Americans get a steady diet of slick, high-budget movies designed for mass audiences. But recently at the 21st International Film Festival in Washington, D.C., audiences had a chance to feast on an assortment of diverse and intimate films from around the world.
A young woman raised in dire poverty sings in the streets of Paris for her daily bread. She is destined to reach international fame, but later meet a tragic fate. She is none other than the internationally acclaimed chanteuse Edith Piaf in Olivier Dahan's French film "La Vie en Rose."
A naïve but talented entertainer gets himself in constant trouble in the bittersweet Turkish comedy "The Magician."
A group of wild girls live in the streets of Cairo defying the social mores of their society in the Egyptian documentary "These Girls."
These were just three of the movies showcased at the 21st annual International Film Festival in Washington, D.C.
The movies come from 30 countries. "We are focusing on France this year, but we are showing some 70, 75 films," says Anthony Gittens, the festival's director. "We are looking for geographical diversity, so people will get a sense of what's going on throughout the world."
This culturally diverse film event opened here, at the historic Lincoln Theater. Once the premier African-American theater in Washington, it served the city's black community when segregation kept African -Americans out of other venues. From the 1920s until the 1960s, the area called Black Broadway was frequented by famous African -American artists such as Nat King Cole, Miles Davis and Duke Ellington.
Next to the theater there is another historic landmark. Ben's Chili Bowl was the city's first silent movie theater. In 1958 it became a restaurant, and ten years later became a hub of the city's Civil Rights Movement.
This area, called the U Street corridor, is going through an artistic revival. So it feels natural that the D.C. International Film Festival opened here.
Anthony Gittens says the event attracts about 30,000 filmgoers each year, and it plays a positive role in the development of the city.
"We view very seriously art and culture as a means of economic development in our city," Gittens says, noting that cultural activities in Washington generate $600 million. "The festival might play a smaller part, but of course people come to our festival, they stay in hotels, they come to this event, they eat in nearby restaurants, they park in nearby garages, they take cabs here. All of this helps develop the economy of our city."
The festival also helps many up-and-coming directors to jump-start their careers in their home countries.

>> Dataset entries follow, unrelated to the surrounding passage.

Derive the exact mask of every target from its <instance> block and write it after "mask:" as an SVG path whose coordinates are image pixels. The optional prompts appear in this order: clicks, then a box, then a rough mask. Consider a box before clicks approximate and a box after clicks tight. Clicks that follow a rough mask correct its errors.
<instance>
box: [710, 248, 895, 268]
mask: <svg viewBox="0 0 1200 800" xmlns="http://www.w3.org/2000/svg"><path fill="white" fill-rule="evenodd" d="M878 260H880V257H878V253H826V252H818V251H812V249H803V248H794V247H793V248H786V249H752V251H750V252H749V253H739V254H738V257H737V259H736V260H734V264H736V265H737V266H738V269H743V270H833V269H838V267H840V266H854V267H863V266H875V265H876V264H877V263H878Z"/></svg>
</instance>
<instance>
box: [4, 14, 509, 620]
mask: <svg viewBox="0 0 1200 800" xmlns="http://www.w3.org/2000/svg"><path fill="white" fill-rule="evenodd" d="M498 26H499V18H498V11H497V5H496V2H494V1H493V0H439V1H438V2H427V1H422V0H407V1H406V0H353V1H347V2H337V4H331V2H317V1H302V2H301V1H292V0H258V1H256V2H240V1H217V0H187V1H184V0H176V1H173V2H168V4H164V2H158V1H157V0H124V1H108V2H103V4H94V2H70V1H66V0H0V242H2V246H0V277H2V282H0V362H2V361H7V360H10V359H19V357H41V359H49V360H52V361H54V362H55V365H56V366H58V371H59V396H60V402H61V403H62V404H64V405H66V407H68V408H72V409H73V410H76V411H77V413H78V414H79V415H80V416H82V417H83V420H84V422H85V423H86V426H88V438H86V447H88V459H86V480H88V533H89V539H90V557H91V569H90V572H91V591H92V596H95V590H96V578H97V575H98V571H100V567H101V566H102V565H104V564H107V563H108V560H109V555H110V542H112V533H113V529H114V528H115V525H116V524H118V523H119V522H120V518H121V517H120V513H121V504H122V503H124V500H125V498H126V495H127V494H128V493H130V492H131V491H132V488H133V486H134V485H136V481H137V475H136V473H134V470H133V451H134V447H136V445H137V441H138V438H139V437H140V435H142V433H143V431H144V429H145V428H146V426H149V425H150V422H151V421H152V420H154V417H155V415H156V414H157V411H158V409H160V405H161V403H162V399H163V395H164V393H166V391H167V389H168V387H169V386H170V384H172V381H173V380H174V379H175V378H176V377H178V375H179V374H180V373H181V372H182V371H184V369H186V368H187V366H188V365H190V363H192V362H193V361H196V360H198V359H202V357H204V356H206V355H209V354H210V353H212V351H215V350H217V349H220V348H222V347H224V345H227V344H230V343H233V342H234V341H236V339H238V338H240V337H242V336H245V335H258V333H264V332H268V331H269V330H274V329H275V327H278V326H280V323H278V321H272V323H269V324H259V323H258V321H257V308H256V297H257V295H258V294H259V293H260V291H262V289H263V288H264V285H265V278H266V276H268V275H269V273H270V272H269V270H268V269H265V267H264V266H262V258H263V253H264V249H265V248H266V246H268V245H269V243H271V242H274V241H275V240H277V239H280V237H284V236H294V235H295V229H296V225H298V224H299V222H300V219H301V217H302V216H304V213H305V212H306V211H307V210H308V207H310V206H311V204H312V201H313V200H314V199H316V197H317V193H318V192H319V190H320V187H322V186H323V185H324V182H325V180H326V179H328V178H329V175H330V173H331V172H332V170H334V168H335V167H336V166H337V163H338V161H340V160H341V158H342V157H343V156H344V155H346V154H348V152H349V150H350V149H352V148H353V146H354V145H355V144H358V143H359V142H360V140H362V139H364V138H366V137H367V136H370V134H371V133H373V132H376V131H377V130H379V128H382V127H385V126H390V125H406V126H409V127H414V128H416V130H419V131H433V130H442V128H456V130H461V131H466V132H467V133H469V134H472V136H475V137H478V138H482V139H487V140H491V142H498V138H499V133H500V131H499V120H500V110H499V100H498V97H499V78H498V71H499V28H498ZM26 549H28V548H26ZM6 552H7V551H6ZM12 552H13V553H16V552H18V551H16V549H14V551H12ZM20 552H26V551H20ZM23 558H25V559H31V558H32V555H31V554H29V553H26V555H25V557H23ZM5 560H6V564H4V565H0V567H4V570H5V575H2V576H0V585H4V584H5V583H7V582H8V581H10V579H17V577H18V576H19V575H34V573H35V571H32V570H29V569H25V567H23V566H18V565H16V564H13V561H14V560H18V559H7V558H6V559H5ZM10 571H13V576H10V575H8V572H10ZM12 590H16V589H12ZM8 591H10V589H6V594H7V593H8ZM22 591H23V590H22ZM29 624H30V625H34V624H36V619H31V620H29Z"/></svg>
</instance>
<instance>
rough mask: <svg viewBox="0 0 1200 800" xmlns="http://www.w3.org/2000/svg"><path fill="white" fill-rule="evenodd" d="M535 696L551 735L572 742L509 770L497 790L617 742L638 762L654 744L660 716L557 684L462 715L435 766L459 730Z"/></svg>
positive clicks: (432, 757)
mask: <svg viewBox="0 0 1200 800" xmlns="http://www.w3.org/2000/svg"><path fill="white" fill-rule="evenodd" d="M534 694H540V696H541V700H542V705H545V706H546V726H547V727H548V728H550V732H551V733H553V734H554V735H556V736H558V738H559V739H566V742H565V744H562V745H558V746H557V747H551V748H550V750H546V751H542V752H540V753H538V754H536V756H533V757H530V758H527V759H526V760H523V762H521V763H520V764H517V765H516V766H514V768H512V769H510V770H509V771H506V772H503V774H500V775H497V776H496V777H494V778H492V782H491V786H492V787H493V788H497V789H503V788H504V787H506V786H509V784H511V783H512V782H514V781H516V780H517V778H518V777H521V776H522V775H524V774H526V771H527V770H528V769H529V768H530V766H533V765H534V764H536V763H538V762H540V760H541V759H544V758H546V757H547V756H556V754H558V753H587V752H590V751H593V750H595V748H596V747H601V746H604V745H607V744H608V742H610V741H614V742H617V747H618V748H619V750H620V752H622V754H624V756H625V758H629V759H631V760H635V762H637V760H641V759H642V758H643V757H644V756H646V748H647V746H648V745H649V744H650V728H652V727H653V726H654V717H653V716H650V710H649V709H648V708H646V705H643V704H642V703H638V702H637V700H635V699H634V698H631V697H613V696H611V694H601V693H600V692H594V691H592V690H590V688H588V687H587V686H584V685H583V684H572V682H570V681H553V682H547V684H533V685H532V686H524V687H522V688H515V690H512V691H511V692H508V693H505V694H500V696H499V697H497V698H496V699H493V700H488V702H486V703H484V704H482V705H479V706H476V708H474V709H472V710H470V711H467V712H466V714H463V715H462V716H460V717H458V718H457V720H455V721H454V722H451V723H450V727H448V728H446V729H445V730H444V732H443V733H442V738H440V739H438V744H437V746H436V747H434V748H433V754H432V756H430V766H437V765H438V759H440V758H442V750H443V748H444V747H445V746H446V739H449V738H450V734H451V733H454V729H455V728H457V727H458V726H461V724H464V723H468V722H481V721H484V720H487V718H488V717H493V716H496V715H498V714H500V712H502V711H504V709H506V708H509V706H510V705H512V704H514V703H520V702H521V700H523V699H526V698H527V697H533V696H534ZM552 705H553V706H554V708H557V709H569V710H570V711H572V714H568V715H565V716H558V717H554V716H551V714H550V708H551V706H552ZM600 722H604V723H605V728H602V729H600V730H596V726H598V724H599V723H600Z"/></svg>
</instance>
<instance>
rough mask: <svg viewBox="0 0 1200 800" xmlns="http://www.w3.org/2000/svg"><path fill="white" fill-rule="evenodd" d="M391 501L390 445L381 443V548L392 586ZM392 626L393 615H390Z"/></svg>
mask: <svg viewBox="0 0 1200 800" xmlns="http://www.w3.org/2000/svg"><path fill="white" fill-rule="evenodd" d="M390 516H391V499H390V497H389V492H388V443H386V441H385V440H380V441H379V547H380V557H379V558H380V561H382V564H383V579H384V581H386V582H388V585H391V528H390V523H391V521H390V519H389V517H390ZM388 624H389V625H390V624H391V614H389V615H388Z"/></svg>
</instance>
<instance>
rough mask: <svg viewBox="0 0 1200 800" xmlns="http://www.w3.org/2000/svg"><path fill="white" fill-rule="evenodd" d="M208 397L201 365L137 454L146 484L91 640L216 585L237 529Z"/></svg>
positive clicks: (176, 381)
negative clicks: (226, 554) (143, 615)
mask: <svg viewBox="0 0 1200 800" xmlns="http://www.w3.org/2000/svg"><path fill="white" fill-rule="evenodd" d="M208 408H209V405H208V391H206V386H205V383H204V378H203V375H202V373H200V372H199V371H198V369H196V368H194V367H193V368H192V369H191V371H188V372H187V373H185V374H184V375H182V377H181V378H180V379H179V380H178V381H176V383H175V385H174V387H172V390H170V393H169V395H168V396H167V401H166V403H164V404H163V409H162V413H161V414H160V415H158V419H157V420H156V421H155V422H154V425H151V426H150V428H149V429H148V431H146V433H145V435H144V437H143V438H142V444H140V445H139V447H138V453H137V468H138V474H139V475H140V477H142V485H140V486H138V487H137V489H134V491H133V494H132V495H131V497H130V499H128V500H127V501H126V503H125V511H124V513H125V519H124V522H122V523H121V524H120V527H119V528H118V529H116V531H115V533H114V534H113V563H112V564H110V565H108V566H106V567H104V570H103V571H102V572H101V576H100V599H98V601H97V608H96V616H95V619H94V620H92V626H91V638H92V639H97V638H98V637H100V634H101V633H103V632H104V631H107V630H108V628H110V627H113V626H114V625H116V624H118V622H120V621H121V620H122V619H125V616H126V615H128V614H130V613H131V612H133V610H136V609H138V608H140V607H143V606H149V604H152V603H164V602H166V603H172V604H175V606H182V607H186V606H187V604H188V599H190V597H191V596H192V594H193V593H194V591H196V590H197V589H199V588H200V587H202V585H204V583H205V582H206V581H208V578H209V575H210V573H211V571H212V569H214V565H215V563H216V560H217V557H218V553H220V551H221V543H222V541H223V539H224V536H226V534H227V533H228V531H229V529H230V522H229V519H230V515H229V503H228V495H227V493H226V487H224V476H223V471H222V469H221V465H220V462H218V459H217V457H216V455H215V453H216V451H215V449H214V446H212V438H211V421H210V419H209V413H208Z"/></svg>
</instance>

Gittens says filmmakers from Africa, Argentina and from India who have participated in the D.C. International Film Festival "get attention by the press here that they were able to go back home and use that as a credential to help get financing for their future films."
But there are also many established filmmakers who contribute their work to the festival. Director Olivier Dahan's highbrow drama about Edith Piaf is a good example. French actress Marion Cotilliard delivers an Oscar-worthy performance as the internationally acclaimed singer, and Gerard Depardieu offers a short but poignant interpretation of Piaf's mentor, Louis Leplee.
The rest of the films this year were as evocative as Dahan's "La Vie en Rose."
Anthony Gittens nodds in agreement. "It's good films. It's good films. They make you laugh; they make you cry, they entertain you in some way."
The films showcased at the International Film Festival in Washington did exactly that.